Wake parents protest assignment; board considers budget fixes
Parents protested about the Wake County school district's new student assignment plan outside a school board meeting Tuesday, while the board and other district leaders considered ways to close a $23 million budget gap for next school year.Posted — Updated
The district has to shave more than $24 million from next year's budget, even though it has $34 million sitting in a rainy day fund.
Superintendent Tony Tata plans to ask the Wake County Board of Commissioners for $9 million to help close the budget gap, but that has not been finalized.
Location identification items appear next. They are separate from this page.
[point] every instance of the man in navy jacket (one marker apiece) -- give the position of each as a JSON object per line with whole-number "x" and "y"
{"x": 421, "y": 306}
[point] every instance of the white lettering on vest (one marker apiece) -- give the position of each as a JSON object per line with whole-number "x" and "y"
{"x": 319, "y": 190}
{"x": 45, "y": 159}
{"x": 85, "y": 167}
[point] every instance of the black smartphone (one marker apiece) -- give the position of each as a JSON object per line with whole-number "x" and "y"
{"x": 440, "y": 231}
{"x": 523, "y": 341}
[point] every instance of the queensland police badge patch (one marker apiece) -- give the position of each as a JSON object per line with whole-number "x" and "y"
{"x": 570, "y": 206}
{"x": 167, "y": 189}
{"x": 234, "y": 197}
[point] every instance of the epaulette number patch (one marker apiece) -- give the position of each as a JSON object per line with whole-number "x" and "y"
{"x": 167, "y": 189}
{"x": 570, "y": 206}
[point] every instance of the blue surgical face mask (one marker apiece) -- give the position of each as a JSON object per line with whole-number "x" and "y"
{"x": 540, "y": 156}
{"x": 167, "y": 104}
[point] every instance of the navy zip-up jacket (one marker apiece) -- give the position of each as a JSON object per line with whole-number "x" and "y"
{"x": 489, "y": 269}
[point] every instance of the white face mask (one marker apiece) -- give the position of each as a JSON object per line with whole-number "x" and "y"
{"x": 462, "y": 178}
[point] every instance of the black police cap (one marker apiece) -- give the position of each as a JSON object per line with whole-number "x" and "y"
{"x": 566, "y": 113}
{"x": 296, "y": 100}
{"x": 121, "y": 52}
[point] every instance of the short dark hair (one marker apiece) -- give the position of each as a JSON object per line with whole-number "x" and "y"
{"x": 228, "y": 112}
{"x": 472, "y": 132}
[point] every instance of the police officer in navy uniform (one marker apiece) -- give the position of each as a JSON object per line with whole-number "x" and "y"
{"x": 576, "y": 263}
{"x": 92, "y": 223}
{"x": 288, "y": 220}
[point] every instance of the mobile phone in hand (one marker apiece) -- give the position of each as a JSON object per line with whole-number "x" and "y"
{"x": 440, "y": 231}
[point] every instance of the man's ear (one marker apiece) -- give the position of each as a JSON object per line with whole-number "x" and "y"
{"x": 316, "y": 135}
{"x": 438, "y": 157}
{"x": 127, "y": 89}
In fact, some commissioners have expressed doubt that the county will be able to provide that kind of money in a tight budget year.
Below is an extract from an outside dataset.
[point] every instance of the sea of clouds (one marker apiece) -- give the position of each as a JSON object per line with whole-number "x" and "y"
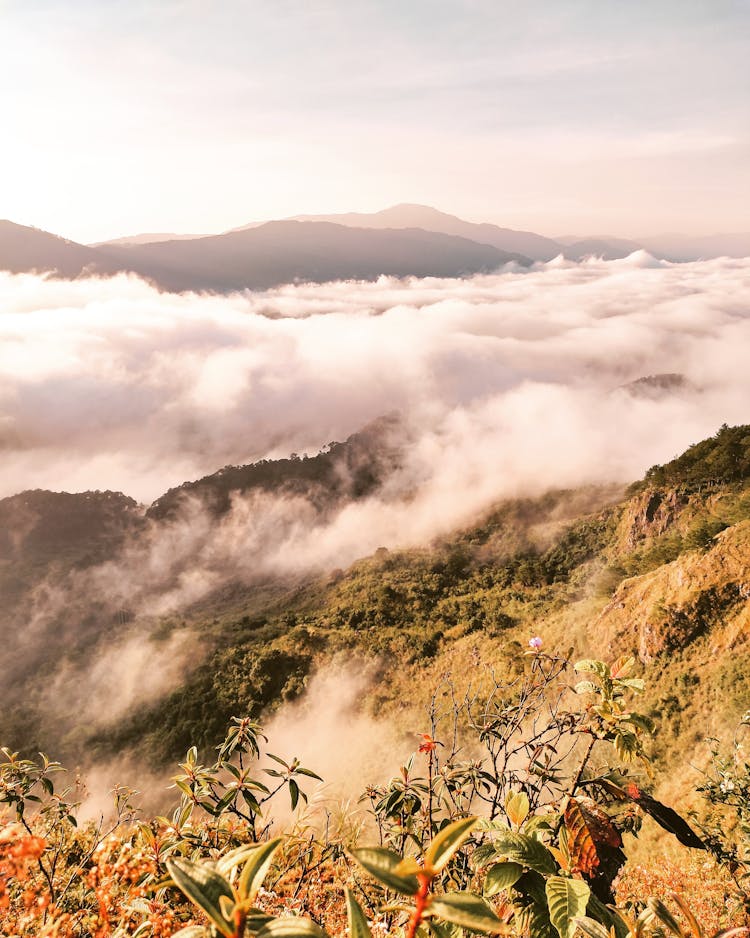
{"x": 507, "y": 384}
{"x": 509, "y": 379}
But board members remain optimistic.
"I will cross my fingers and toes that commissioners want a first-class system," board Chair Kevin Hill said.
About $1 million from the rainy day fund has already been allocated to help with next year's budget, but the district's Chief Business Officer David Neter said taking any more of those reserves to plug the funding hole would be unwise.
"It would be irresponsible not to maintain a fund balance," Neter said.
The board is expected to vote on the budget May 8.
Meanwhile, parents again filled the public comment portion of the meeting with complaints about student assignment. They say the new assignment policy is more of a lottery than a choice-based plan.
On Thursday, parents who participated in the second round of assignment selection will learn where their children are assigned for the 2012-13 school year.